According to Bridge Magazine, some teacher accountability advocates are upset at a proposal to give school districts more control over how teachers are evaluated. The issue, reports Bridge writer Ron French, is that legislation put forward by Sen. Phil Pavlov, R-St. Clair, would not impose statewide criteria for districts to use when evaluating teachers.
However, it appears that what Bridge Magazine characterizes as "a single, powerful senator kill[ing] serious reform of teacher evaluation" amounts to Pavlov refusing to prescribe a list of particular “evaluation models” to local school districts.

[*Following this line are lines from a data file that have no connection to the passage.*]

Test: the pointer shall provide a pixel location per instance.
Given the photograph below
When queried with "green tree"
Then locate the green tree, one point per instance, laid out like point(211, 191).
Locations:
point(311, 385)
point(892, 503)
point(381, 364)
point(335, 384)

The legislation proposed by Pavlov would require by 2018-19, broadly:
— Up to 40 percent of a teacher's total evaluation would be based on student academic growth: This would be split between academic growth as measured on state tests and academic growth as measured by the district. The split prescribed in the legislation would require at least 16 percent of a teacher's total evaluation to depend on state tests, and the remaining portion of a teacher's evaluation that depends on student growth (up to 24 percent) would depend on a measure chosen by the local school district.
— Another 60 percent of a teacher's evaluation would depend on a method chosen by the district. The evaluation method would have to be used consistently across a district's schools, with information about the tool posted on the district's website, including research backing its use and the qualifications of the person who created it, among other things.